The Shadow Chancellor joined Sophy Ridge, and the conversation quickly turned to Home Secretary Priti Patel. Yesterday the Home Office's top civil servant Sir Philip Rutnam, accusing Patel of bullying, resigned and announced his intention to sue the government for unfair dismissal. McDonnell suggested an investigation into Patel's conduct, but made clear what he thought the result would be:

JM: [It's] interesting this morning what I hear from No. 10 – that the Prime Minister only has confidence in his cabinet, not specifically Priti Patel. It looks as though she's on the way out.

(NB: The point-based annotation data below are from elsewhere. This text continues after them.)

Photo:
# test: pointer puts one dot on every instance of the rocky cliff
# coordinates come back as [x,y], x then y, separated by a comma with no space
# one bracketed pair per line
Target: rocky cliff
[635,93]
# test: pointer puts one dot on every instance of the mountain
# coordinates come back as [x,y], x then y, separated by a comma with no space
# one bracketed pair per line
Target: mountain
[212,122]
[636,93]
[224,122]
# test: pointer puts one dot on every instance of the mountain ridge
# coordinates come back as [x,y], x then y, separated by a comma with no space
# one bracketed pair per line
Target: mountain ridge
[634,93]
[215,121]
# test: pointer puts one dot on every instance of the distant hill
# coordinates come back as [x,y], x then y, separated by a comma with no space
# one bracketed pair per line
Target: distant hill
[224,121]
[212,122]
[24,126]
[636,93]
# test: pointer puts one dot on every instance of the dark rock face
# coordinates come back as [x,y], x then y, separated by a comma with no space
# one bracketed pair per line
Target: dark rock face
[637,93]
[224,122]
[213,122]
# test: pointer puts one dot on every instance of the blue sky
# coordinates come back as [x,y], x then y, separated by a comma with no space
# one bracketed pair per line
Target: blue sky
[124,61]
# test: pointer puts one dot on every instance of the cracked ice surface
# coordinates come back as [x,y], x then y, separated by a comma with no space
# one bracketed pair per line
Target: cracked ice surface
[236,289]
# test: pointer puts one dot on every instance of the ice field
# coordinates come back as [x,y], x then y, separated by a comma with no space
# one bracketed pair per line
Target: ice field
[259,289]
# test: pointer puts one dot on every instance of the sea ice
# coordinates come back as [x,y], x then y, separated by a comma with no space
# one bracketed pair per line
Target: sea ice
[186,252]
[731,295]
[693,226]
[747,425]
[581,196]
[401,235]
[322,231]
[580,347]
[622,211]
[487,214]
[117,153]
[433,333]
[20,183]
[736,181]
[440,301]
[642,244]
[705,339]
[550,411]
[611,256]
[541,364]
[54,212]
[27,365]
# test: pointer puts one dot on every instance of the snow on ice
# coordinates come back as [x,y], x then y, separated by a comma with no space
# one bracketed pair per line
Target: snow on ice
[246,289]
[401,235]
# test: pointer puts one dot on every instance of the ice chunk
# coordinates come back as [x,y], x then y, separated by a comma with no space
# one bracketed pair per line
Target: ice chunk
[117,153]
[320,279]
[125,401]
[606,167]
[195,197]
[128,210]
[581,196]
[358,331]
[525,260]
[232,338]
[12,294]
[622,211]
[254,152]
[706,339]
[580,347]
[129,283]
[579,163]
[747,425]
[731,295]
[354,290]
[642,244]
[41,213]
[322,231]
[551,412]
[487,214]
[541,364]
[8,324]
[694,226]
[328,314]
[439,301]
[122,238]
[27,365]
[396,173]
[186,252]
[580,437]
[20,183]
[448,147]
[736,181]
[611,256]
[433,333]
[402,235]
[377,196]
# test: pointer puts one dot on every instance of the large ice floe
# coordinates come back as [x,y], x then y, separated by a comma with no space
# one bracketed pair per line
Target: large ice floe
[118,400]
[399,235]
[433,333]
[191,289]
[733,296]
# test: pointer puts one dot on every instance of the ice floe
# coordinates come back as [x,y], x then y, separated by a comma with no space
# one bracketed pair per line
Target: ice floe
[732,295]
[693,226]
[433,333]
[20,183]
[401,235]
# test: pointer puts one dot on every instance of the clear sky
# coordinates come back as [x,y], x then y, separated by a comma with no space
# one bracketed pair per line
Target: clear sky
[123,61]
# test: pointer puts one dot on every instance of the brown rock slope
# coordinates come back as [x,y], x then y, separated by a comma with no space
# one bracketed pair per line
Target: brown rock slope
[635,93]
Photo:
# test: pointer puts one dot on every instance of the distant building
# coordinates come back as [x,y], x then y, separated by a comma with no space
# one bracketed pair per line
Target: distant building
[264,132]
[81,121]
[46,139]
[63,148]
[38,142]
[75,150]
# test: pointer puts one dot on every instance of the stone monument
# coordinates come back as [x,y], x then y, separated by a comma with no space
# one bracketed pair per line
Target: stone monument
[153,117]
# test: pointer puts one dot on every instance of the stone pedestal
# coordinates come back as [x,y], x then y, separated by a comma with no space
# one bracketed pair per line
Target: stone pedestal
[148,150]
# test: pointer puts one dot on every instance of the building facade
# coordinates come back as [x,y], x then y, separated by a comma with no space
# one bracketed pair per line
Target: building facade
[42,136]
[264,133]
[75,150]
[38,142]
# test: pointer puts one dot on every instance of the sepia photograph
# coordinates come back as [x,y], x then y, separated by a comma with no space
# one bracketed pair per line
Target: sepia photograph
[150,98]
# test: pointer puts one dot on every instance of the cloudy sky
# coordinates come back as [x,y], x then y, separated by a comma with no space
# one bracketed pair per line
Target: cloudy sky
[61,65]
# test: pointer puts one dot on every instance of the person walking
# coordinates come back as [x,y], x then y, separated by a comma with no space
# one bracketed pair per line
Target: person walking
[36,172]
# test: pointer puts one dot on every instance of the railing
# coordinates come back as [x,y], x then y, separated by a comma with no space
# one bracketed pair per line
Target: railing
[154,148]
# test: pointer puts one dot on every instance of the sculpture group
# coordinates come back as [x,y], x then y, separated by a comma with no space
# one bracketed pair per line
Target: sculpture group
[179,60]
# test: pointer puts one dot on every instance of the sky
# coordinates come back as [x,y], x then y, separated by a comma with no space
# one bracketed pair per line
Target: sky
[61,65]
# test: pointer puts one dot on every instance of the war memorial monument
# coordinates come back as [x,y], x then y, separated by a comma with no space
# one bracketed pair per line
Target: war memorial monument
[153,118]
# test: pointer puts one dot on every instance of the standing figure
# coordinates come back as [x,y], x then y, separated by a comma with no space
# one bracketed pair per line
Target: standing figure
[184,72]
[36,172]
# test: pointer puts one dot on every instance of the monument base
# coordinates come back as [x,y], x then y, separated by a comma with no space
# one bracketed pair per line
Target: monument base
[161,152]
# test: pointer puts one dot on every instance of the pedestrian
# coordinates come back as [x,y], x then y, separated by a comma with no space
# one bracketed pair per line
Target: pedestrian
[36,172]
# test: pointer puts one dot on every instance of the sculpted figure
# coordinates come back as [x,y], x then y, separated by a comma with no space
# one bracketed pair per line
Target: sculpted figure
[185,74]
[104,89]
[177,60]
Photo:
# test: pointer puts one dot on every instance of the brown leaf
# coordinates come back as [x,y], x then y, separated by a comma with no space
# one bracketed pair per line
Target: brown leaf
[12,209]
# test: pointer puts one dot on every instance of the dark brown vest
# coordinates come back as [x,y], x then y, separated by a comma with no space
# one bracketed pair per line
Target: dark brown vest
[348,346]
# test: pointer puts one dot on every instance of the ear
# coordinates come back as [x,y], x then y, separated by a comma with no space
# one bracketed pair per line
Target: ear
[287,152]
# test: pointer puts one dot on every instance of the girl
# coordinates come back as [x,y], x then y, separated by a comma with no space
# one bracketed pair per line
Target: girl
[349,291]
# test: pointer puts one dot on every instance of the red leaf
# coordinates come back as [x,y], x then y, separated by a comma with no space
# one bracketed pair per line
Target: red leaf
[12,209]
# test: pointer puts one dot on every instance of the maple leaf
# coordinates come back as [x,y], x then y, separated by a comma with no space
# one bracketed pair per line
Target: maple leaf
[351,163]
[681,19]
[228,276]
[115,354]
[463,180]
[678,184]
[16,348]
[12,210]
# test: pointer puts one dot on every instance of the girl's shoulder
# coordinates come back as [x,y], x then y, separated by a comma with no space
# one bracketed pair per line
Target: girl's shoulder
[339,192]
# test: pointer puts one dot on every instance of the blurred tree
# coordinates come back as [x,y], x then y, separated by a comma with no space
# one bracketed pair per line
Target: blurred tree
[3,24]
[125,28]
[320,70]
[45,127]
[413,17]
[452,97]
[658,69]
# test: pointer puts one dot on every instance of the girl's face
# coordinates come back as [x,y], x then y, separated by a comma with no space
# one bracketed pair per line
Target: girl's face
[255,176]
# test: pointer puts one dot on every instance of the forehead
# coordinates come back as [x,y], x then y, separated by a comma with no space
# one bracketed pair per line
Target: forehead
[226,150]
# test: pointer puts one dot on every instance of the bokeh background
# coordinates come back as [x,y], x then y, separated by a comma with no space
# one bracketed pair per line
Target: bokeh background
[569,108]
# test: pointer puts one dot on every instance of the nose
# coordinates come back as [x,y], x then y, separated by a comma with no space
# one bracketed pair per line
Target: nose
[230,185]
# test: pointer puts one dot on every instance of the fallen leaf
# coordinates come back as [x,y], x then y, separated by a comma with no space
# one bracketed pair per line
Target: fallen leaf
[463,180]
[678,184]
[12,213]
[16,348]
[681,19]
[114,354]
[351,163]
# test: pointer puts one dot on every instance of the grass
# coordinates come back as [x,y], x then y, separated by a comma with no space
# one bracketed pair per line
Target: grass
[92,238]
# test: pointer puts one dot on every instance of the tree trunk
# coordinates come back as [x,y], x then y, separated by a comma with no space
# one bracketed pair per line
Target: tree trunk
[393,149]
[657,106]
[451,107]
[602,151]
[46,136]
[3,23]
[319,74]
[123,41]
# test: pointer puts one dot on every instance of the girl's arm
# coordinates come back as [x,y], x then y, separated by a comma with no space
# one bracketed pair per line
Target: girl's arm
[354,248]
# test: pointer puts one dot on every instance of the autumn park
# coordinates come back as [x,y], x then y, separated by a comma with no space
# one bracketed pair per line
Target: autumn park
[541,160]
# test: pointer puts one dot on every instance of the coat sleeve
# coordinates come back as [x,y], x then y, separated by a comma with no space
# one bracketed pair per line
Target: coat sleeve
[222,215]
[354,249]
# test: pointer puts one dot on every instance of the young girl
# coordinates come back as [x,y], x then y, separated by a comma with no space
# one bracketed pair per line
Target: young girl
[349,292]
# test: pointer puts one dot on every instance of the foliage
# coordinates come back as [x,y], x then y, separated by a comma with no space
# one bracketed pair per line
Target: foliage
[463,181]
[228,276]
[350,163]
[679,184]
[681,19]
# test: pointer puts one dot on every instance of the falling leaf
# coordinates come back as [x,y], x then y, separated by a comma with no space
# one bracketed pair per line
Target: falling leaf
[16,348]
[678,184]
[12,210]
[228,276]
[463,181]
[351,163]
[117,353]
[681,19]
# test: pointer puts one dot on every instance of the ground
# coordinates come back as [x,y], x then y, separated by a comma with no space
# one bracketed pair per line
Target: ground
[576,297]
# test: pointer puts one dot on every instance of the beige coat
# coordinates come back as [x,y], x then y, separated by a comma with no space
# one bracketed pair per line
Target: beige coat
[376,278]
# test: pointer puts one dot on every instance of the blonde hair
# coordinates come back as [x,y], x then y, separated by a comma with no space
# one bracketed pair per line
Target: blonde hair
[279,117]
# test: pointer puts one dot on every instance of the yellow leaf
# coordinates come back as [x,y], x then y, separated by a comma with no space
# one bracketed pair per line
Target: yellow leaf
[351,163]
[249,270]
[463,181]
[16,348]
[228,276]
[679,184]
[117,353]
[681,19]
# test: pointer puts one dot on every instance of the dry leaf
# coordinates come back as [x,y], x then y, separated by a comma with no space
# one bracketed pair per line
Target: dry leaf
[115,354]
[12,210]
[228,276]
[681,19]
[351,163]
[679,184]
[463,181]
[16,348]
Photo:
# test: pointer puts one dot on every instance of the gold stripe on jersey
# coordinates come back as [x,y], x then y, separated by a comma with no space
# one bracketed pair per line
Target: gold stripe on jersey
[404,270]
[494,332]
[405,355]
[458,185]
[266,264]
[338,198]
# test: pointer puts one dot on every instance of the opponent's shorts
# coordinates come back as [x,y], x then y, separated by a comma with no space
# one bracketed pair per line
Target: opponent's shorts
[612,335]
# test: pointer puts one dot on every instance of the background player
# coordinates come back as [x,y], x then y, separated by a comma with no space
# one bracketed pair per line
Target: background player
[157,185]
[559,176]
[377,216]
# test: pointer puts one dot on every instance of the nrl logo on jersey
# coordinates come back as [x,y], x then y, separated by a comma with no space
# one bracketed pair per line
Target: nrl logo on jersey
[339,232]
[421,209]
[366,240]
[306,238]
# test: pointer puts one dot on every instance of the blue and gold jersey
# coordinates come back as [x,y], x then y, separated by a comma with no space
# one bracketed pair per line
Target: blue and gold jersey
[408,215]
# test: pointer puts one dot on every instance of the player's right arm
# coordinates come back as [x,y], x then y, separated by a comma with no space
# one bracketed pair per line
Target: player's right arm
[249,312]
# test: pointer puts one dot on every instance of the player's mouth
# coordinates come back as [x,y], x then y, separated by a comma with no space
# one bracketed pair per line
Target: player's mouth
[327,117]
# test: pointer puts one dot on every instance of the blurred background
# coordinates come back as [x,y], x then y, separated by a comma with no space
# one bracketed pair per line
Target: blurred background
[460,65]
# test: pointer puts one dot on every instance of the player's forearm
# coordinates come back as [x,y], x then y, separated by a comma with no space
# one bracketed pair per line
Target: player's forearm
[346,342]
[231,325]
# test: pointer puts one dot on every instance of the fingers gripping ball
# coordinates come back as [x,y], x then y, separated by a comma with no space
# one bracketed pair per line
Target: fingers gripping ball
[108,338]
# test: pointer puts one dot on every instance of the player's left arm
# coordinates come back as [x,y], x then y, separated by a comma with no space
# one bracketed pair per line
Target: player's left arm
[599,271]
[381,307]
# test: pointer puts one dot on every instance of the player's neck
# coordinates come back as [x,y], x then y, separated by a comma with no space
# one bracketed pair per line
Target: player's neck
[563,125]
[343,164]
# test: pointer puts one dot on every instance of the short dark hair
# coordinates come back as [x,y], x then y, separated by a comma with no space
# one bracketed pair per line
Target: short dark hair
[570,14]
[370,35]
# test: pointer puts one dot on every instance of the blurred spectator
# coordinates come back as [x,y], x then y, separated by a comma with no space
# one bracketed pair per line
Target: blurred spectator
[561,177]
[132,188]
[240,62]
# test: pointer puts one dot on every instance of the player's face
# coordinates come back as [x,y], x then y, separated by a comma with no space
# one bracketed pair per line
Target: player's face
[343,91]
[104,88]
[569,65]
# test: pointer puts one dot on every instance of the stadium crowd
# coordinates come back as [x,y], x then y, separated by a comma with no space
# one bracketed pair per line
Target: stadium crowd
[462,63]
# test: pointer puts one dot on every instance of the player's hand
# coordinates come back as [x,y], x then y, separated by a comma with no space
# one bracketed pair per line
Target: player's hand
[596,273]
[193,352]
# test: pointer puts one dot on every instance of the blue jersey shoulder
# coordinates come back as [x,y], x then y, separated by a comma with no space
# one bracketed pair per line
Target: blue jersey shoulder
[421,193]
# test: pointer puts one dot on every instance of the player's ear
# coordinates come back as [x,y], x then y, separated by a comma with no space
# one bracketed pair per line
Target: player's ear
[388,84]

We need more direction from PM

McDonnell also called for greater leadership from the Prime Minister over the response to halting the spread of coronavirus, especially in chairing emergency meetings in the Cabinet Office Briefing Room (COBRA):

JM: There needs to be, I think, more direction from the Prime Minister in particular. I was worried about the delay, for example, in setting up the COBRA meetings. There needs to be political leadership of this, more direct.

Matt Hancock - PM has been 'all over this'

Ridge went on to interview the Health Secretary and put McDonnell's argument about leadership directly to him. Hancock defended the Prime Minister's approach so far:

MH: The Prime Minister has been all over this. I have daily calls with him, often more than once a day... I've been chairing... those COBRA meetings across government... The Prime Minister is fully on top of this.

Vaccine 'still many months off'

Hancock told Ridge that the government was investing in attempts to find a vaccine for coronavirus, but that any immediate breakthroughs were currently considered very unlikely:

MH: We've put £40m into trying to find a vaccine, and... improve the treatments for people who do have the disease... The experts say that a vaccine, even accelerated as fast as possible, is still many months off. But [on] the potential for treatments... they are more optimistic.

Distancing measures 'may be necessary'

Hancock also discussed some of the precautionary steps the government may take to tackle the rate of infection with Andrew Marr. Hancock stressed that 'public distancing measures', such as closing schools, suspending mass gatherings and discouraging the use of public transport, were only being considered as part of a worst-case scenario:

MH: The top priority is to keep the public safe, but we also want to minimise the economic and social consequences of this... We will only look at things that epidemiologically, scientifically make sense.

Amélie de Montchalin - Trade deal talks could collapse over fishing

Marr also spoke to France's minister for European affairs about the upcoming discussions on the future relationship between the UK and the EU after Brexit. He asked Amélie de Montchalin how crucial the issue of fishing rights would be over the coming months:

AdM: We've linked four subjects. We linked free trade agreement, conditions of competition, governance of the whole deal, and fishing, because we feel that we cannot agree on any of these subjects if we cannot agree on the whole of the four points.

AM: So the whole thing could fall on this?

AdM: Yes.

Richard Burgon - Tony Blair can 'come and learn' from Tony Benn

And finally, Labour's proud 'continuity Corbyn' candidate in the party's deputy leadership race, told Marr that everyone would be free to study at his envisioned 'Tony Benn School of Political Education':

AM: Would [Tony Blair] be welcome to come and talk at the college?

RB: He'd be welcome to come and learn at the college if he liked...

AM: To lecture?

RB: ...The students could interview him if they so wished.